The Bank of England is to test banks' resilience to resist and recover from a cyber attack on their payments systems.
The Bank is particularly concerned that disruption to one bank’s payments could have a direct impact on the real economy by preventing customers of that bank from paying for goods and services. It may also cause a ripple effect, spreading to other banks, impairing interbank lending and, in turn, activities such as clearing, settlement or mortgage payments.
In its Financial Stability report, the BofE says it intends to work with the Prudential Regulatory Authority and the UK's National Cyber Security Centre to test the ability of firms to meet a defined set of minimum recovery standards, setting a tolerance point after which it judges disruption would begin to cause material economic impact.
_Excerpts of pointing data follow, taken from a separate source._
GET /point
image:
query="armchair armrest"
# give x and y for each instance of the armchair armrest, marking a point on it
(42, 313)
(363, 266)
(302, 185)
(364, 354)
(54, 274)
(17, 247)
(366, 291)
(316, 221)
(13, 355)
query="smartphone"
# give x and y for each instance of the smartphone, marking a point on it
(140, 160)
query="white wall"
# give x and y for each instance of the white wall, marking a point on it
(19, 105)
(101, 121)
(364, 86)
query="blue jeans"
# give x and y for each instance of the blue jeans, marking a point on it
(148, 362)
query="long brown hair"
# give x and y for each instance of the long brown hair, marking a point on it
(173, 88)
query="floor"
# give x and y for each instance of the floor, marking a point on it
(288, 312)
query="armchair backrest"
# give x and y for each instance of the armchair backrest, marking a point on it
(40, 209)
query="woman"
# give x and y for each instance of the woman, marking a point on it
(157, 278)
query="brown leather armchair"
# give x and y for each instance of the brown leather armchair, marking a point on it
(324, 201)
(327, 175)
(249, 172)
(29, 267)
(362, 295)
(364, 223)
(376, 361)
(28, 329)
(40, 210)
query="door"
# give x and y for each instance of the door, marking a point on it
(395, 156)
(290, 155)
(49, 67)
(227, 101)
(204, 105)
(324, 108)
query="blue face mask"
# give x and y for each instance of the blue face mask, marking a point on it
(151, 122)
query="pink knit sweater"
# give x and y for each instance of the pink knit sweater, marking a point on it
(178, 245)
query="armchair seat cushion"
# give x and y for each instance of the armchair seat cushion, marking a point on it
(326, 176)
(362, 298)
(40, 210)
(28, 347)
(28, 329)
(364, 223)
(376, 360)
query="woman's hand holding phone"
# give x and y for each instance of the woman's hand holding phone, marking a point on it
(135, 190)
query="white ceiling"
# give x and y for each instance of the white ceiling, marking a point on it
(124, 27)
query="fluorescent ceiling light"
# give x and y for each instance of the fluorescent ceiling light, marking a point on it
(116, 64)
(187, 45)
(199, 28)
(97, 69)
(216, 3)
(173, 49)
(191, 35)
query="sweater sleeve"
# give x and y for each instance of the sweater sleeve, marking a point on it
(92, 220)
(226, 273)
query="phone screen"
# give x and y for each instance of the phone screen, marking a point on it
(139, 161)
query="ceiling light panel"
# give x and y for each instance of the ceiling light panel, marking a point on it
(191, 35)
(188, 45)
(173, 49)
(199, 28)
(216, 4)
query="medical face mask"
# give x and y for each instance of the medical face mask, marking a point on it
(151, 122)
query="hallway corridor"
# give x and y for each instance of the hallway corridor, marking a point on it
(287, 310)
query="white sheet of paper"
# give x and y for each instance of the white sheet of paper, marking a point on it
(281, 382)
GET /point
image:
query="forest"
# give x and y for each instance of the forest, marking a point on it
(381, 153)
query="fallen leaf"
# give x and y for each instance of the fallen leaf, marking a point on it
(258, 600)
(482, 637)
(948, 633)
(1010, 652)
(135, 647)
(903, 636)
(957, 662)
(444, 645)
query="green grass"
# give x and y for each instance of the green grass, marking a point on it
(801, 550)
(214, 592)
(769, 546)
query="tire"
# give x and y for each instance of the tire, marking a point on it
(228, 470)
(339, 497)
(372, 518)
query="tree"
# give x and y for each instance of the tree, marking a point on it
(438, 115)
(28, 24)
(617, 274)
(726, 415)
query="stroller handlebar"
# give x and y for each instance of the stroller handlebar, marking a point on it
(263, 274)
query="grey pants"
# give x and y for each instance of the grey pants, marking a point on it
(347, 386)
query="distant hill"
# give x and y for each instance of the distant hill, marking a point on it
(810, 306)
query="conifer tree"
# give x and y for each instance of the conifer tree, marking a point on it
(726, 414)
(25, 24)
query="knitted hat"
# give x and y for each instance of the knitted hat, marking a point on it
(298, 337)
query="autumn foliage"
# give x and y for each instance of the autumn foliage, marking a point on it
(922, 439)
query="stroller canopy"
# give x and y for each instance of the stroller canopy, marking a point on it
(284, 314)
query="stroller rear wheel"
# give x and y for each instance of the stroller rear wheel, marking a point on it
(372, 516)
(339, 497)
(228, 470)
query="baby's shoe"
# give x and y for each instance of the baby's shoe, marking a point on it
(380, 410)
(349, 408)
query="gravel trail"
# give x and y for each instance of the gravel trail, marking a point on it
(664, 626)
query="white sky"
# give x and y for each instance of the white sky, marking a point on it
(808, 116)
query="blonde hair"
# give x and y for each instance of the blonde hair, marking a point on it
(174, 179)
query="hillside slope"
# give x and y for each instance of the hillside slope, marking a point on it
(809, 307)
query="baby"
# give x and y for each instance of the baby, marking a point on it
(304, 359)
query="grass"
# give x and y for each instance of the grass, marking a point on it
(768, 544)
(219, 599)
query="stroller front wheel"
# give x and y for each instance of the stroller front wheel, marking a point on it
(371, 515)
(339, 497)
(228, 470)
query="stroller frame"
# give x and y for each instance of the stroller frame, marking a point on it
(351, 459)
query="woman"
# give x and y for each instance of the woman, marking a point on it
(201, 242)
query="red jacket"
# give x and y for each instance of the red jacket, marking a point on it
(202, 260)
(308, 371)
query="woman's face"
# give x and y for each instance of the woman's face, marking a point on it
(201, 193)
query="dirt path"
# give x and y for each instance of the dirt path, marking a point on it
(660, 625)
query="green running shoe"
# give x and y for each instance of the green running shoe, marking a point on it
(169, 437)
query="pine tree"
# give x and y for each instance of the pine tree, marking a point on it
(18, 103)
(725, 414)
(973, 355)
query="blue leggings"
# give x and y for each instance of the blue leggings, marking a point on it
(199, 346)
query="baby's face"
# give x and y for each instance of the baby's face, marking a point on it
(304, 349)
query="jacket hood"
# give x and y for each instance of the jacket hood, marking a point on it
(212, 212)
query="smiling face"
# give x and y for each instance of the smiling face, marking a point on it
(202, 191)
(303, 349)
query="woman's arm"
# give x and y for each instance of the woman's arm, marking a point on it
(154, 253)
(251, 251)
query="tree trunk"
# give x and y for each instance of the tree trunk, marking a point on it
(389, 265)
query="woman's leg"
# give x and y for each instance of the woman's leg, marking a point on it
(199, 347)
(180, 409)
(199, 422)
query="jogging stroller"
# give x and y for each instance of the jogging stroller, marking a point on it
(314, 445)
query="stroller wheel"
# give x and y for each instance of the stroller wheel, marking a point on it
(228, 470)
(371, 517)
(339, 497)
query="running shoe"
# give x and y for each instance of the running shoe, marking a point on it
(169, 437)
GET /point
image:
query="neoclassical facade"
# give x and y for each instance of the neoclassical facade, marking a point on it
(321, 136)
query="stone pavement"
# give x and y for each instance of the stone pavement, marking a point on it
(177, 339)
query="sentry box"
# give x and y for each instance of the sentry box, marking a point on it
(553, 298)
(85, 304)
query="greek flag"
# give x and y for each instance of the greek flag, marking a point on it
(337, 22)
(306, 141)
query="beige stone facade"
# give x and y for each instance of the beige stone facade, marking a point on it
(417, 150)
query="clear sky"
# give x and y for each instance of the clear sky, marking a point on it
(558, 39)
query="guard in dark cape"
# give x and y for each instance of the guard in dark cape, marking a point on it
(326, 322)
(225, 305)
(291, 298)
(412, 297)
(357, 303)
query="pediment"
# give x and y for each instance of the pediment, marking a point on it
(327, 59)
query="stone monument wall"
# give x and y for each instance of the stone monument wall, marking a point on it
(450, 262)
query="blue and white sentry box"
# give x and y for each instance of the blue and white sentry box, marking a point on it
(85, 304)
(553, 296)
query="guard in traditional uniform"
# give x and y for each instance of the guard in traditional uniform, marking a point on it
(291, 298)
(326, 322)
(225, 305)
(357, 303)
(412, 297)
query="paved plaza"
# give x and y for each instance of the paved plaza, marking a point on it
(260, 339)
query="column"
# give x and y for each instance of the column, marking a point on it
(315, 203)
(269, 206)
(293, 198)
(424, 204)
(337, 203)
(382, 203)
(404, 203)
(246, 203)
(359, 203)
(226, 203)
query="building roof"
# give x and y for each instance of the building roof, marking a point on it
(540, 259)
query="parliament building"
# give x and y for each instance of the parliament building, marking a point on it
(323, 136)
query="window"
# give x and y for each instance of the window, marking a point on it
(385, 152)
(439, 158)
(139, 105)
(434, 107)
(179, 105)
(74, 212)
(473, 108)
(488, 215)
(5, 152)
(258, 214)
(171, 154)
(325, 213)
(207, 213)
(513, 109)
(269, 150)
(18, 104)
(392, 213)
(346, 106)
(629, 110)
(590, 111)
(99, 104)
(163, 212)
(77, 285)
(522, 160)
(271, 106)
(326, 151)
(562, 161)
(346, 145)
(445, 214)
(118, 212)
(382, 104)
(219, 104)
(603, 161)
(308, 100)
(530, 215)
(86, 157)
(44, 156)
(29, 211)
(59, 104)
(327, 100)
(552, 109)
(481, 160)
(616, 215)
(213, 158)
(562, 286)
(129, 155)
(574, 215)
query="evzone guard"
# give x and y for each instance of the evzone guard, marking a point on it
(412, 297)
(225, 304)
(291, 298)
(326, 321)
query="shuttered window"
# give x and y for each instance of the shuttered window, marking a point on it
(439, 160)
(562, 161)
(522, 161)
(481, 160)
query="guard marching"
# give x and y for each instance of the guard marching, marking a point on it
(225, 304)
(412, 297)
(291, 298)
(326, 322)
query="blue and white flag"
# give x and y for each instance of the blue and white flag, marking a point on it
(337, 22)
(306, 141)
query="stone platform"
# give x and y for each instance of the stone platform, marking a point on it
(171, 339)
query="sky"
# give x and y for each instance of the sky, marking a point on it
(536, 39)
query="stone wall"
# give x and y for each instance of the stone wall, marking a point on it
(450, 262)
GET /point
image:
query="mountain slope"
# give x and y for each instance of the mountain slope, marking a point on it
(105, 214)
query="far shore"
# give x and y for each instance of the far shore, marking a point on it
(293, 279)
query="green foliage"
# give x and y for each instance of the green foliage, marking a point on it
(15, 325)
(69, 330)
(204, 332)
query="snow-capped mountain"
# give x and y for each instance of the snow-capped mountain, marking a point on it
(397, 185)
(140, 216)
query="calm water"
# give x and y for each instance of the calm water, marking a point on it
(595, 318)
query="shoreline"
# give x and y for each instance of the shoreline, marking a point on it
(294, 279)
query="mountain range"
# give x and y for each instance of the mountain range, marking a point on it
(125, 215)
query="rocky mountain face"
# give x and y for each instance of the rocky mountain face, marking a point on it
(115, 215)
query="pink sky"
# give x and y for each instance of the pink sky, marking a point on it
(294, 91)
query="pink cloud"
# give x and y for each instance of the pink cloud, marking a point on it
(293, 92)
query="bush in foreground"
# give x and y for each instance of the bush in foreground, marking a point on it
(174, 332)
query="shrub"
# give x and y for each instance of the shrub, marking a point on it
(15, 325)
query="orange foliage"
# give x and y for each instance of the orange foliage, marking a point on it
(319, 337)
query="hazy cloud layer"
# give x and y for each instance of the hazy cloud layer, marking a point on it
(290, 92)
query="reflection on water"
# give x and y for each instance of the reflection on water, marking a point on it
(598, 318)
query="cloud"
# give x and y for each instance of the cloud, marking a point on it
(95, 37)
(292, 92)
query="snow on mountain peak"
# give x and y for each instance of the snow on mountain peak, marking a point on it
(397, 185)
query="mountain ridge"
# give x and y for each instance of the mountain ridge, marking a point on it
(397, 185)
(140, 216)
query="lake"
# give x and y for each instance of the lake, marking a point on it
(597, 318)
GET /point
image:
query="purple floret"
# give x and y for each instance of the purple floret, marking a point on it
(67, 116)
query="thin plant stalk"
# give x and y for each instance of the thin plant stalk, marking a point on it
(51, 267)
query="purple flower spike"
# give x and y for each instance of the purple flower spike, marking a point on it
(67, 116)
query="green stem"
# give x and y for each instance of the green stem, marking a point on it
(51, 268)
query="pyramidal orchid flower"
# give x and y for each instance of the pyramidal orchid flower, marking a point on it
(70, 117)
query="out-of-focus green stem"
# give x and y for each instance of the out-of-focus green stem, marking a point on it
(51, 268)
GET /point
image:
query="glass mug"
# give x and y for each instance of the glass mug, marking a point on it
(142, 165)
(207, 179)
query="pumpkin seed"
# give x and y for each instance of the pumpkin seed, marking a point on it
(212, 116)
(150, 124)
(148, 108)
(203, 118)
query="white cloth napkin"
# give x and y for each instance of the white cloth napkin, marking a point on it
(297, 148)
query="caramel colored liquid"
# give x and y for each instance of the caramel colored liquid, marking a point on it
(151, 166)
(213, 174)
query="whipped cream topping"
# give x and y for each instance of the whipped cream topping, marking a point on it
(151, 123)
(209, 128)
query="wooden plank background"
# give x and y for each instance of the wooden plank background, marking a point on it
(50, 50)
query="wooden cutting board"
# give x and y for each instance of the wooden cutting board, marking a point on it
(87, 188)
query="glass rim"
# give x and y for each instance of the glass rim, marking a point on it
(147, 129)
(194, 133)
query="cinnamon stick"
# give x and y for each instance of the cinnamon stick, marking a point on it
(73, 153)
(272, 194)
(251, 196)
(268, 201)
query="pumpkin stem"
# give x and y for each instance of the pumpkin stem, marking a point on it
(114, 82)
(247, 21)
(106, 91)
In the Bank’s latest Systemic Risk Survey, published alongside the
Financial Stability Report, 62% of banks cited cybersecurity as a key source of risk, up from 51% a year ago.
The Bank says it will consult with firms with a view to conducting a pilot of the approach to stress testing cyber resilience in 2019.
Although not systemic in nature, disruption caused by IT outages such as those experienced by Visa and TSB recently, highlight the importance of operational risk beyond cyber incidents for individual firms and consumer protection, says the Bank, and provides a pointer to further work for regulatory authorities. The Bank will publish a discussion paper on this issue next Thursday.